Auch die Abwicklung der DDR-Wirtschaft traf Frauen, die nun mit steigender Arbeitslosigkeit konfrontiert waren: Zuvorderst die 34.600 ausländischen Vertragsarbeiterinnen, die in der DDR lebten, nach der Wende keinen Aufenthaltstitel und keinen Arbeitsplatz mehr hatten und denen die Abschiebung drohte. Anderen Arbeiterinnen wurde in den Neunzigern nahegelegt, die „Chance“ zu nutzen, sich nun endlich um die Kinder kümmern zu können. Ihnen wurde immer wieder vorgehalten, mit dem Anspruch, weiterhin berufstätig sein zu wollen, zur steigenden Massenarbeitslosigkeit im Osten beizutragen.

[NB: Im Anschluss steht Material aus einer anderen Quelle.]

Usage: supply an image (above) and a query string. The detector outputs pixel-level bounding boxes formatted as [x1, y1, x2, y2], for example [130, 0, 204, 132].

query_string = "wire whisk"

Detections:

Viele haben sich das nicht gefallen lassen, dafür war ihnen ihre Unabhängigkeit zu wichtig. „Unsere Töchter sind in den Westen gegangen und für sie war es selbstverständlich, arbeiten zu gehen“, sagt Christel Panzig. Dass es in weiten Teilen Ostdeutschlands heute einen „Frauenmangel“ gibt, ist auch Folge davon. Gleichzeitig brach die Geburtenrate dramatisch ein. Die Unsicherheit, die die Wende mit sich brachte, hinterließ Spuren.
Vielleicht noch viel schlimmer. „Frauen haben es angepackt, trotz der widrigen Umstände“, sagt Gerda Jasper heute. Das Engagement von damals sei nicht umsonst gewesen, ist Christel Panzig überzeugt. „Wenn wir nichts gemacht hätten, wäre es vielleicht noch viel schlimmer geworden“, sagt sie. Zudem hätten sich viele ihre Erwartungshaltungen bewahrt, diese in den Westen gebracht und so, langfristig betrachtet, dazu beigetragen, dass auch dort berufstätige Frauen selbstverständlich wurden und nicht mehr wie noch vor Jahren als Rabenmütter stigmatisiert werden. Und Charlotte Gneuß von Aufbruch Ost sieht in der DDR-Frauenbewegung von 1989 Anknüpfungspunkte für die Gegenwart: „Die Protagonistinnen wollten ja die sozialistische, ökologische, feministische, multikulturelle, nicht-totalitäre und sozial gerechte Gesellschaft. Das sind Forderungen, mit denen wir uns heute auch identifizieren können.“
Nelli Tügel ist Journalistin und lebt in Berlin, sie wurde 1984 in der DDR geboren.